The recommended treatment for severe
septicemic Melioidosis involves a combination of high dose intravenous ceftazidime
and trimethoprim-sulphamethoxazole for up to 2 to 4 weeks as the immediate form
of therapy , followed by an eradication phase with trimethoprim-sulphamethoxazole
or oral doxycycline for 12-20 weeks to prevent recurrences.(10)
There are no specific treatment guidelines for localized ocular Melioidosis.

The patients in this case series showed a good response with the standard
antimicrobial regimes used in combination with topical steroids, as there was
reduction of inflammation and clinical signs after a few days of intravenous
ceftazidime in all 3 cases.

 

The commonest form of presentation
of ocular Melioidosis is severe uveitis (which was seen in all 3 cases) and the
cases were isolated, without any obvious clues of risks or systemic findings.

As ocular Melioidosis can occur in healthy individuals in endemic areas, it is
imperative to include Melioidosis serology as a routine blood investigation, as
a delay in diagnosis can result in poor visual outcomes, as seen in case 2.

 

Melioidosis is known in Malaysia
for the wide range of systemic infections and it remains a difficult infection
to diagnose given its many presentations.
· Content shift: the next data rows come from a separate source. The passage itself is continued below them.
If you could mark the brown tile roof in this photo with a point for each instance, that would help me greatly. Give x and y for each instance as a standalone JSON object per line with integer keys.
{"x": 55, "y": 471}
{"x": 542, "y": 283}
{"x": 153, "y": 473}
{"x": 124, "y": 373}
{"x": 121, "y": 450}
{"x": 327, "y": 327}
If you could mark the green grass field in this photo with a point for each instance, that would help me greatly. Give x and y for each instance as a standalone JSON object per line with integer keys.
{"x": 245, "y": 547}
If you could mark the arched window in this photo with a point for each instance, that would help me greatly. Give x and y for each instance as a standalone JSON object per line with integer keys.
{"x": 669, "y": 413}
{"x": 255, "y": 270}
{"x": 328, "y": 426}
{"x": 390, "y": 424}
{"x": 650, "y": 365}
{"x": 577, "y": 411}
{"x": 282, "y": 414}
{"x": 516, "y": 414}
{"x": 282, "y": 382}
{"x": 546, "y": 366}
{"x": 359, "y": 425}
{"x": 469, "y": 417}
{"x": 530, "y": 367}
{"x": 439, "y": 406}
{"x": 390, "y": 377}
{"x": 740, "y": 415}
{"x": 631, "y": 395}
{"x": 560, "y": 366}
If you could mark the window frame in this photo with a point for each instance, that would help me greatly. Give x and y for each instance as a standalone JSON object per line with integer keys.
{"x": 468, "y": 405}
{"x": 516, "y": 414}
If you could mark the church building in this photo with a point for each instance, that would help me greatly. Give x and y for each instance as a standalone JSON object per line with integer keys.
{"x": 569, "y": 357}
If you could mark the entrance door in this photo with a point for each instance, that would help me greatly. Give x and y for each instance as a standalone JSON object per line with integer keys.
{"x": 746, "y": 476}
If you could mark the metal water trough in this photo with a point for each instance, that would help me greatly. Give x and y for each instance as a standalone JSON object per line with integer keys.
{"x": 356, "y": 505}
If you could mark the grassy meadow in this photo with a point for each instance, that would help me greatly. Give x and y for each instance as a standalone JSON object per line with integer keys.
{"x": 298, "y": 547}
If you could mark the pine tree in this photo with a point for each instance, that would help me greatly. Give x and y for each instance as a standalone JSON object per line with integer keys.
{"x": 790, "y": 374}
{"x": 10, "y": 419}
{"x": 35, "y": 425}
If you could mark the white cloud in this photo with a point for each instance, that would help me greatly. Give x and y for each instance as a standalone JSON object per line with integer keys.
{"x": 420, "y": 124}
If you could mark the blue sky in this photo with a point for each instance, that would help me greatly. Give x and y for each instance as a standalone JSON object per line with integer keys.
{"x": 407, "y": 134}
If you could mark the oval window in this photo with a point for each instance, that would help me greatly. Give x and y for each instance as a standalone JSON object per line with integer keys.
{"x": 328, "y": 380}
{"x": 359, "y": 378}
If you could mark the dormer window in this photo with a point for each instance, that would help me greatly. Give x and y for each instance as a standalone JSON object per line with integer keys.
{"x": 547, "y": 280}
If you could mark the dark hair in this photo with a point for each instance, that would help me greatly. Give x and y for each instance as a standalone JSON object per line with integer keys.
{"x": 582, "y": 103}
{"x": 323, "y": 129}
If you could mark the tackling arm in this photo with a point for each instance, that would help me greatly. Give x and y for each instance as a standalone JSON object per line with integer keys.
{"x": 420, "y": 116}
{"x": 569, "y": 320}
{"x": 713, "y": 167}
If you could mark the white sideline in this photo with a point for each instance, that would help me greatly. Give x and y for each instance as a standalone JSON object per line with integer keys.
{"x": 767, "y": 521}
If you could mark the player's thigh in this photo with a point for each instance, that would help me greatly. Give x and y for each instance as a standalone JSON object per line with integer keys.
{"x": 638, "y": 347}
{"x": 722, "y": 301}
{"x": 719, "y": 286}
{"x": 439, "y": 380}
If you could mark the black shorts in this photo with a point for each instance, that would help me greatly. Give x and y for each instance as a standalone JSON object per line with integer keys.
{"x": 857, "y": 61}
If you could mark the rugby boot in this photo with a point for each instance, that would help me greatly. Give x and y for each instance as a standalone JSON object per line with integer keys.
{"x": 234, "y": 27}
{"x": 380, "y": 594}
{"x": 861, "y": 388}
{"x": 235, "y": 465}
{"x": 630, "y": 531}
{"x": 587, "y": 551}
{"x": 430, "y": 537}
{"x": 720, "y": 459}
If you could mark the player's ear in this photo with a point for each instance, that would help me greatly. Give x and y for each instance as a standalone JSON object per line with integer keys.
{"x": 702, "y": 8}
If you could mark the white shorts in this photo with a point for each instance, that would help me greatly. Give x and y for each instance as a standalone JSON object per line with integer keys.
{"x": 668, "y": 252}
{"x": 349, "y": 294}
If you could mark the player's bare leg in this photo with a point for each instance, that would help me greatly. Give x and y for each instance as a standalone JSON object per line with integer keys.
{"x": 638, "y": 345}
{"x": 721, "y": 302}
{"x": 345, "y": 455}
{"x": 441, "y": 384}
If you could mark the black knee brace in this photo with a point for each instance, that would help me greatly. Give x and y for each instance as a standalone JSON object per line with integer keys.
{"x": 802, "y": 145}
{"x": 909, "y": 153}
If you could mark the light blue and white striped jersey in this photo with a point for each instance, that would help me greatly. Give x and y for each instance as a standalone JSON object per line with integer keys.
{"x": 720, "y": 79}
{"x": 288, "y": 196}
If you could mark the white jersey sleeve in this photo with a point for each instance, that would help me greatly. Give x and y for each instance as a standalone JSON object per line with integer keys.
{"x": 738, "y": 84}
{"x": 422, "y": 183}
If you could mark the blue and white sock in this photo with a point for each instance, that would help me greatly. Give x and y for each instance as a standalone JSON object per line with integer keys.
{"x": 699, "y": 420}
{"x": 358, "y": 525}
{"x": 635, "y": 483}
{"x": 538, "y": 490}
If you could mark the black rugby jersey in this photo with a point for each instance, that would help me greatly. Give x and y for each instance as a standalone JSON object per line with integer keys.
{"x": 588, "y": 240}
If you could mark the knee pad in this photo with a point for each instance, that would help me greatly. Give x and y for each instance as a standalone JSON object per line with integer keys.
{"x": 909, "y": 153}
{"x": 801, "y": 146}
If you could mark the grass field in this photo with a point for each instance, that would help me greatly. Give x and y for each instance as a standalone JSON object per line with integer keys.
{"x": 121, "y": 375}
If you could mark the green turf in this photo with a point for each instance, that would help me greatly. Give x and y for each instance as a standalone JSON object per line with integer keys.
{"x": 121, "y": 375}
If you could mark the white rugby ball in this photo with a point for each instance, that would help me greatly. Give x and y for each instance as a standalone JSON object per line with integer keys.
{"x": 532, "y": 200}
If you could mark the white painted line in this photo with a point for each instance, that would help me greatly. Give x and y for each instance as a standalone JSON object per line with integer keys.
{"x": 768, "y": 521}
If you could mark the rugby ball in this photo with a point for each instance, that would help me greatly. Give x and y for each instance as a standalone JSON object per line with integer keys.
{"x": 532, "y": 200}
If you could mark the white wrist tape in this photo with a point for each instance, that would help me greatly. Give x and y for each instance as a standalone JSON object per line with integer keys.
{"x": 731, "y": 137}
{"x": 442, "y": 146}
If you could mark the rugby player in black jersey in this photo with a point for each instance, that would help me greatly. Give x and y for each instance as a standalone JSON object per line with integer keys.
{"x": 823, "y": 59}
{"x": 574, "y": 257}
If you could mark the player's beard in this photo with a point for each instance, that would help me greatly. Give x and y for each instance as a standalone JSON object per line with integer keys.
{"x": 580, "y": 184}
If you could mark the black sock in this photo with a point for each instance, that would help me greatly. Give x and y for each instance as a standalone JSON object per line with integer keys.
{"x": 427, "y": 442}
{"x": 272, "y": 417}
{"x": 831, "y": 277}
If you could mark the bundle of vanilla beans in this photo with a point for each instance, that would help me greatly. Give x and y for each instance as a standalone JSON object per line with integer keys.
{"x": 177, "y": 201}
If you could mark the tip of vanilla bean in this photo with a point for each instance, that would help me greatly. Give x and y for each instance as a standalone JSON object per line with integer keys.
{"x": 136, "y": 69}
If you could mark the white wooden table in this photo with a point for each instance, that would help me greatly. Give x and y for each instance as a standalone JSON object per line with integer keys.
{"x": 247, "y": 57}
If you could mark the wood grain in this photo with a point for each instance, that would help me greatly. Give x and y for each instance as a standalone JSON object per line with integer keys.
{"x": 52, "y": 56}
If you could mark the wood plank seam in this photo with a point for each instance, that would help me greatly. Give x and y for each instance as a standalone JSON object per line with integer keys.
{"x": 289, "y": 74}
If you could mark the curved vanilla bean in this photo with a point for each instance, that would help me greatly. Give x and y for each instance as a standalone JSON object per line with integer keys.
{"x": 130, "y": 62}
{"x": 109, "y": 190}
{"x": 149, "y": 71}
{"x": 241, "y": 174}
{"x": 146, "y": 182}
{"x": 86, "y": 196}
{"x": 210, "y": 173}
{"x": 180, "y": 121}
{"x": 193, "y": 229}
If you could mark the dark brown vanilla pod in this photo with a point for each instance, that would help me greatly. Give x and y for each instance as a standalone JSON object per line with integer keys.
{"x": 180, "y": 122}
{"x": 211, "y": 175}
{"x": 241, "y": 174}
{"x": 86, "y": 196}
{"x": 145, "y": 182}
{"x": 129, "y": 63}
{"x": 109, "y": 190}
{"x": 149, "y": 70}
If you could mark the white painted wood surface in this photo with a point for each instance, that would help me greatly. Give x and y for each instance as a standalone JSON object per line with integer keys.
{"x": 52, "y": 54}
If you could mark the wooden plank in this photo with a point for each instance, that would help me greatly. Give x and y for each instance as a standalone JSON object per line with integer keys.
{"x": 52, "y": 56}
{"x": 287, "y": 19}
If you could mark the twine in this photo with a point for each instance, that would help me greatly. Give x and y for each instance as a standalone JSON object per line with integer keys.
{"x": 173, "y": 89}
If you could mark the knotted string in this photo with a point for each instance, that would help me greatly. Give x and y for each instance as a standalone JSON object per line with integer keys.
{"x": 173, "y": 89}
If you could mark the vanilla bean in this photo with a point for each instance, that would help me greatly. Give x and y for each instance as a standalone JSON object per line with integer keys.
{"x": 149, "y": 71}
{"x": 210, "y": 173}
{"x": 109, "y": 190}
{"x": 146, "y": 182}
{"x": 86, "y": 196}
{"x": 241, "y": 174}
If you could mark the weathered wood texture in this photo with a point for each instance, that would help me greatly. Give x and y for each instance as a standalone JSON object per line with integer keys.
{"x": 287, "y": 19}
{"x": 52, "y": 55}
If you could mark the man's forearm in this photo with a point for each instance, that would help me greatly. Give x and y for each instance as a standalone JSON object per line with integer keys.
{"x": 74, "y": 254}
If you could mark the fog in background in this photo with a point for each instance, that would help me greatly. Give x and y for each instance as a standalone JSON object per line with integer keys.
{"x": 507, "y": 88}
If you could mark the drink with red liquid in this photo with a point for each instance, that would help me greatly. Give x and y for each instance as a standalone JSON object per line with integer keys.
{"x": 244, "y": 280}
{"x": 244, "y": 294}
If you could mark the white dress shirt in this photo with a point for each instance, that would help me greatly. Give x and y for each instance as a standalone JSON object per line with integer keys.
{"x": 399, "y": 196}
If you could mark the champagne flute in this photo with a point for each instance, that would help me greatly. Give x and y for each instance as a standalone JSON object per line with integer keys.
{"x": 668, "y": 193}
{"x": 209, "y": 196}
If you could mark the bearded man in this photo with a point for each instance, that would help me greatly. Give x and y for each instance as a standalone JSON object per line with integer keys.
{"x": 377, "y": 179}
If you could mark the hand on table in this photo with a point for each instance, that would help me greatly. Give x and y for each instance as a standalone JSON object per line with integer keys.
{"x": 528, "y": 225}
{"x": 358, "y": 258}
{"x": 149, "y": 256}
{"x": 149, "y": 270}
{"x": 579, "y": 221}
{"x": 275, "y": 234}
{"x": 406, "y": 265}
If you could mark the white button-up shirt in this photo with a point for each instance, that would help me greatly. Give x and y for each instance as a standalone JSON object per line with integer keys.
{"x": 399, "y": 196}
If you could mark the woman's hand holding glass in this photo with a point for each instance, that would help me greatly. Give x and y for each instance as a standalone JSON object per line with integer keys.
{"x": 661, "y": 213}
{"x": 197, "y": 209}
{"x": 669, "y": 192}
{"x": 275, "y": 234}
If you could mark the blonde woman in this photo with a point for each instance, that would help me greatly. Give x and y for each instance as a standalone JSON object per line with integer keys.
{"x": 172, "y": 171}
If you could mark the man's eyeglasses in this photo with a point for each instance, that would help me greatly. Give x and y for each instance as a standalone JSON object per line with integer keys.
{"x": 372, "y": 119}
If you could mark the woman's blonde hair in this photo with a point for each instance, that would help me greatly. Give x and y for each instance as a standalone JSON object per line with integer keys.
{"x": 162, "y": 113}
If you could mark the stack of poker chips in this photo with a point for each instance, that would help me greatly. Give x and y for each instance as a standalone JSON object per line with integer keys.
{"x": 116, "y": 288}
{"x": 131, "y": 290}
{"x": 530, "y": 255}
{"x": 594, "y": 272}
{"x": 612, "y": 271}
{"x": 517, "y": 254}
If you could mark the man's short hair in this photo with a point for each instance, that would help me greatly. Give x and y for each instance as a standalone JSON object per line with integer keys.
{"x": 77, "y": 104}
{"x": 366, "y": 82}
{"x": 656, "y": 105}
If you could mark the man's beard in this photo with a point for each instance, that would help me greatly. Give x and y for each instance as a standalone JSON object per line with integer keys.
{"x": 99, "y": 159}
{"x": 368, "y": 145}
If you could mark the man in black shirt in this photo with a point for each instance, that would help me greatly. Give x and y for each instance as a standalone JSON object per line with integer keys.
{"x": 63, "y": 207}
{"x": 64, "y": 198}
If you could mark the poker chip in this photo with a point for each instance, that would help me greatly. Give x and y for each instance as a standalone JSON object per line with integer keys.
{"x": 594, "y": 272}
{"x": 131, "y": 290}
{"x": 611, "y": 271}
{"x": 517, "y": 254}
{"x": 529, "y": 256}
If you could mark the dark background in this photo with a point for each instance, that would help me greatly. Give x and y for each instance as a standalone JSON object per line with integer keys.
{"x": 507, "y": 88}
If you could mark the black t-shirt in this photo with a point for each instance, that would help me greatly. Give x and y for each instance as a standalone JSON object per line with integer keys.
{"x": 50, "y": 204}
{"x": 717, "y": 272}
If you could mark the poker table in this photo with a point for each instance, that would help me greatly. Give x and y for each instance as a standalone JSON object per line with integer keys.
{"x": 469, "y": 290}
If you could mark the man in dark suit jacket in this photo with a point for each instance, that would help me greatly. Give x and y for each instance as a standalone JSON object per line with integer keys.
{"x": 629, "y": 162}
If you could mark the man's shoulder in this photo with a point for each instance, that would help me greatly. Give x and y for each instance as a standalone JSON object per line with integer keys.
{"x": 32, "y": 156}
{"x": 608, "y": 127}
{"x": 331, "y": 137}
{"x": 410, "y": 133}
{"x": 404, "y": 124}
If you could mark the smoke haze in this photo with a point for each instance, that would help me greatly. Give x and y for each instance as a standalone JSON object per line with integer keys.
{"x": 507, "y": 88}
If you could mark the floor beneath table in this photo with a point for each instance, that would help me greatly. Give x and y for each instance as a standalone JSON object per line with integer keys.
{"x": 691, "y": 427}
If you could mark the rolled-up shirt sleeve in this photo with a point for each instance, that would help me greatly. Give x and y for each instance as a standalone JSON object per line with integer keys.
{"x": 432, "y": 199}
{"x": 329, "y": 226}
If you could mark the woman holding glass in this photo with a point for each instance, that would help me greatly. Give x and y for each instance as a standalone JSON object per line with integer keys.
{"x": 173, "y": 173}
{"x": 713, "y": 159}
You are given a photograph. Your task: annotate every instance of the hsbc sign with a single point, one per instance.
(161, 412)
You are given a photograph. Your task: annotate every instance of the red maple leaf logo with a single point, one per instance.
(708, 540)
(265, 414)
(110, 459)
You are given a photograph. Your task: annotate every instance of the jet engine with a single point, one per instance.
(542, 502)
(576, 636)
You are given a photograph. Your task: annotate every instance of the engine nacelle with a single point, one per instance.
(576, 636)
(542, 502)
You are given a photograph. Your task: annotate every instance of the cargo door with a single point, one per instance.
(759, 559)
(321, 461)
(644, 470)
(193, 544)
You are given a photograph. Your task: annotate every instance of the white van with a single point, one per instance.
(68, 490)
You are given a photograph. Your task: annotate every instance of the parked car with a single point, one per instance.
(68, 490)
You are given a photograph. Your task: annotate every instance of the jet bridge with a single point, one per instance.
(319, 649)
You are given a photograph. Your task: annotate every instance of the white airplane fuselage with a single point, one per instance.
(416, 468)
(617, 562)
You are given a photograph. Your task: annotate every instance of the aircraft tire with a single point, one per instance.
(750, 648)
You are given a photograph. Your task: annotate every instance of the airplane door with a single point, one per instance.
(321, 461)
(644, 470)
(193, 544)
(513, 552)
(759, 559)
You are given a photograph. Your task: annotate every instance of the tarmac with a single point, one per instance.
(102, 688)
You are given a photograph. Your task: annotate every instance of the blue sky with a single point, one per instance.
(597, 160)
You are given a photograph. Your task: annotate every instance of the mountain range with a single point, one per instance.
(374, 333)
As with other forms of Melioidosis,
the ocular variant which is localized to the eye may present with various forms
of uveitis in a healthy individual. Early treatment can result in complete
resolution of infection with no sequelae.

 

Conclusion

Ocular Melioidosis is commonly
underdiagnosed in endemic areas and should be suspected in any severe form of
uveitis, especially those which do not respond to the initial treatment. Empircal
therapy can be initiated whilst awaiting confirmatory serological testing.